Em entrevista a O Estado de S. Paulo, Abbassian reconhece que os subsídios nos EUA e na Europa inviabilizam projetos de biocombustíveis em países pobres. Mas estima que, independentemente dos subsídios, com exceção do Brasil e outros poucos que podem produzir álcool da cana, é ''discutível'' que países da África ou a Índia venham a ter produção comercialmente viável de biocombustíveis, como quer o presidente Lula.



A partir da revolução verde, há 30 anos, dizia-se que o mundo passou a produzir alimentos mais que suficientes para a população mundial, e o problema era de distribuição e de renda. Isso deixou de ser verdade?
Não. O problema principal, seja no Haiti ou no Egito, continua sendo o mesmo: acesso. A fome existia antes do boom de biocombustíveis e segue existindo com ele.



O fato de os asiáticos estarem comendo mais não mudou isso?
Não. A produção mais do que triplicou nesses 30 anos, acompanhando o crescimento da população e da renda e a mudança na dieta tanto na Ásia quanto no resto do mundo.



A produção de biocombustíveis pode prejudicar a de alimentos?
Pode. Os biocombustíveis introduzem uma nova demanda. Mas nossas afirmações têm sido tiradas do contexto e por isso estamos nessa confusão. Em junho, quando expusemos nossa posição sobre a influência dos biocombustíveis na economia dos grãos, não mencionamos açúcar. Quando citamos etanol, estávamos falando do derivado do milho.



Mas fomos alvo de um bombardeio do Brasil: ''O que vocês têm contra o nosso etanol?''
Nada. Leiam o relatório. Não falávamos do Brasil, que tem uma história de 30 anos de produção sustentável de álcool de cana-de-açúcar. Quando falamos de grãos, estamos falando dos Estados Unidos – o maior produtor, consumidor e exportador de milho. É lógico que, quando uma demanda tão forte de grãos emerge tão depressa, terá de ter implicações. Quem disser que não, deve morar em Marte. No ano passado, 84 milhões de toneladas de milho foram destinadas ao etanol. O comércio mundial de milho é de cerca de 90 milhões de toneladas. Em quatro anos, a produção dobrou. Os fazendeiros americanos foram capazes de aumentar a produção tão rapidamente que não só houve milho suficiente para a expansão dos biocombustíveis, mas os EUA ainda exportaram mais, destinaram mais milho à ração de animais e aumentaram ligeiramente seu estoque.



Então, qual o problema?
Os EUA tiveram de reduzir sua produção de soja e de trigo na mesma proporção em que aumentaram a de milho. A partir de março do ano passado, há um gargalo de suprimento de soja. A produção de trigo dos EUA e de outros países também caiu. Resultado: os preços dos dois grãos subiram. E o milho, apesar da produção recorde nos EUA, começou a subir também. Na safra 2007-2008, os biocombustíveis foram um dos principais fatores, não o único. Houve seca também. Na próxima safra, os biocombustíveis podem ser o fator determinante, se os preços continuarem altos.

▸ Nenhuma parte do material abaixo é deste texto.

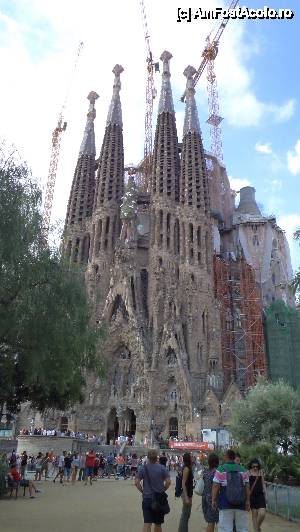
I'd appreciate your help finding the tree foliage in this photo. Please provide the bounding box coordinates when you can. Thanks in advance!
[230,381,300,451]
[0,148,101,415]
[292,229,300,295]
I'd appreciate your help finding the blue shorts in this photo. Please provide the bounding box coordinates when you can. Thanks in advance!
[85,467,94,477]
[142,497,165,525]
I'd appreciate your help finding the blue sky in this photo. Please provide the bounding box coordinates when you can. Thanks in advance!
[0,0,300,268]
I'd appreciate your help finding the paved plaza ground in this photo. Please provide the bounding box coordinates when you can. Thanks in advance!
[0,480,300,532]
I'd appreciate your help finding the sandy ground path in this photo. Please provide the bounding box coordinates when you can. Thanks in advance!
[0,480,300,532]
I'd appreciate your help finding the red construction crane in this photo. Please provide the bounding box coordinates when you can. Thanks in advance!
[181,0,238,161]
[138,0,158,191]
[43,42,83,236]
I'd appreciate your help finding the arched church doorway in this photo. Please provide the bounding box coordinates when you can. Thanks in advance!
[125,408,136,438]
[60,416,69,432]
[169,417,178,438]
[106,408,119,445]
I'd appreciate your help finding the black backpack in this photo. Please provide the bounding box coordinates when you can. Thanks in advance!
[175,472,182,497]
[223,464,246,506]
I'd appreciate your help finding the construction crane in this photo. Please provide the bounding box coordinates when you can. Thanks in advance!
[181,0,238,162]
[138,0,159,192]
[43,42,83,236]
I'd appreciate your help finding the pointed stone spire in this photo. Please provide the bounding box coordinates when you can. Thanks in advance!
[65,91,99,228]
[94,65,124,209]
[106,65,124,127]
[152,51,180,201]
[180,65,209,216]
[79,91,99,155]
[183,65,201,136]
[158,50,174,114]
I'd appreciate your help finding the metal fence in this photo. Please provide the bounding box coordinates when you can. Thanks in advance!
[266,482,300,523]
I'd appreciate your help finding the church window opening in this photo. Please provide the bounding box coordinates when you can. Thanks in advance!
[169,417,178,438]
[60,416,69,432]
[166,347,177,366]
[189,224,194,244]
[141,268,148,320]
[130,277,136,310]
[174,219,180,255]
[170,388,177,401]
[119,346,131,360]
[74,238,80,262]
[197,227,201,248]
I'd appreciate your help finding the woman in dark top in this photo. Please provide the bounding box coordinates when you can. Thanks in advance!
[248,458,266,532]
[178,453,194,532]
[202,453,219,532]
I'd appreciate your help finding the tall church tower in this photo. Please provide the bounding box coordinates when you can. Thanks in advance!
[64,91,99,264]
[179,66,222,400]
[57,58,222,442]
[87,65,124,319]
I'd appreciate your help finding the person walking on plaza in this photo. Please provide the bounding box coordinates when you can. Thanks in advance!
[78,454,86,481]
[71,453,80,485]
[202,453,219,532]
[64,452,73,482]
[212,449,250,532]
[135,449,171,532]
[34,453,44,480]
[248,458,266,532]
[116,454,125,479]
[159,451,168,467]
[84,450,96,486]
[53,451,67,484]
[8,464,41,499]
[41,453,49,480]
[20,451,28,478]
[178,453,194,532]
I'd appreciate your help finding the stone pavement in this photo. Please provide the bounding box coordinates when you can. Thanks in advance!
[0,480,300,532]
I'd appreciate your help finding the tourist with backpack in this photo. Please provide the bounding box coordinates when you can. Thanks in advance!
[178,453,194,532]
[202,453,219,532]
[212,449,250,532]
[135,449,171,532]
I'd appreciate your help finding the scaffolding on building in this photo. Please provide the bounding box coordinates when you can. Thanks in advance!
[214,257,267,392]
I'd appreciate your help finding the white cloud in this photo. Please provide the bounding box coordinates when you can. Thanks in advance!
[255,142,272,155]
[0,0,293,229]
[228,176,252,191]
[269,99,296,122]
[287,139,300,175]
[269,179,282,192]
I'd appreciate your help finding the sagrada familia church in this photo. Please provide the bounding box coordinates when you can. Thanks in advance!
[38,51,293,442]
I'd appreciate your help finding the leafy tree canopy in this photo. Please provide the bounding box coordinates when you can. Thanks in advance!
[230,381,300,450]
[292,229,300,296]
[0,147,102,416]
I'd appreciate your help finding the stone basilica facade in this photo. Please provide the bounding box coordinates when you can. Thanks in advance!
[48,51,282,442]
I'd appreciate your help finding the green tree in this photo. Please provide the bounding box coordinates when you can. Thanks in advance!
[292,229,300,295]
[230,381,300,452]
[0,148,102,419]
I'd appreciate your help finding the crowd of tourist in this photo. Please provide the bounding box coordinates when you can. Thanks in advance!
[3,449,266,532]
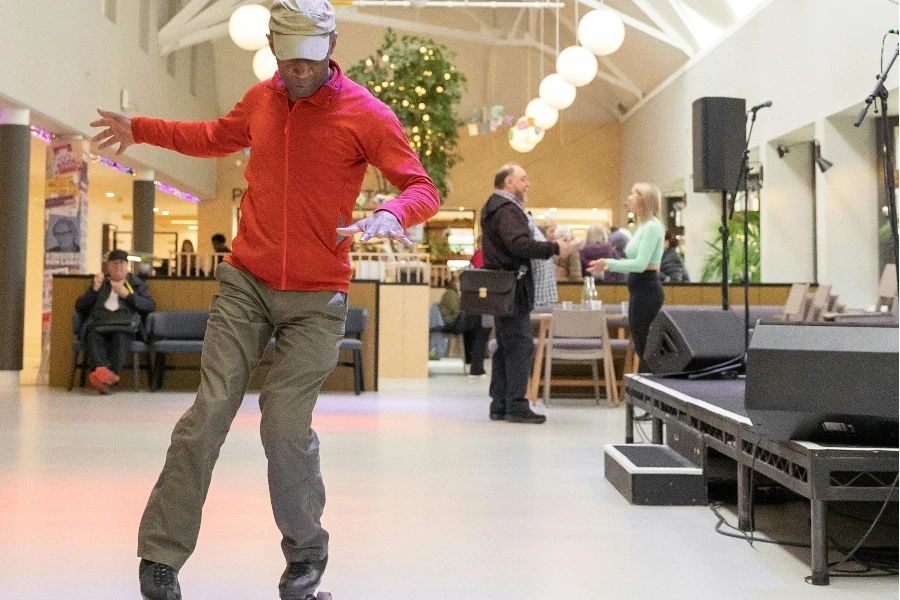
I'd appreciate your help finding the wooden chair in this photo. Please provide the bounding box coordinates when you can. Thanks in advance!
[875,264,897,312]
[781,283,809,321]
[803,285,831,321]
[544,308,619,406]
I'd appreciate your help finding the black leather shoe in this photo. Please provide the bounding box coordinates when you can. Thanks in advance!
[278,556,328,600]
[138,559,181,600]
[506,400,547,424]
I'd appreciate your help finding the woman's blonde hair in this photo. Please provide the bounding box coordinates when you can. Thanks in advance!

A soja brasileira pode entrar substituindo o milho para alimentar rebanhos?
O aumento da demanda do milho para o etanol (nos EUA) pressionará o preço da soja. O Brasil é um dos poucos países com potencial de crescimento da produção de praticamente qualquer coisa, e talvez aumente a produção de soja, para atender à demanda da China e dos EUA, que têm capacidade limitada de expandir o uso da terra. O que acontecerá com as terras destinadas ao pasto? Se elas se deslocarem, irão para onde? Muitos ambientalistas têm nos dito que terão de avançar na floresta. Sabemos que o desmatamento não é para plantar cana. Essa é a cadeia que torna o biocombustível responsável. O grau de influência dele é assunto para futuras pesquisas. É um fenômeno recente demais para fazermos análises estatísticas. O que não se pode dizer é que o biocombustível é irrelevante.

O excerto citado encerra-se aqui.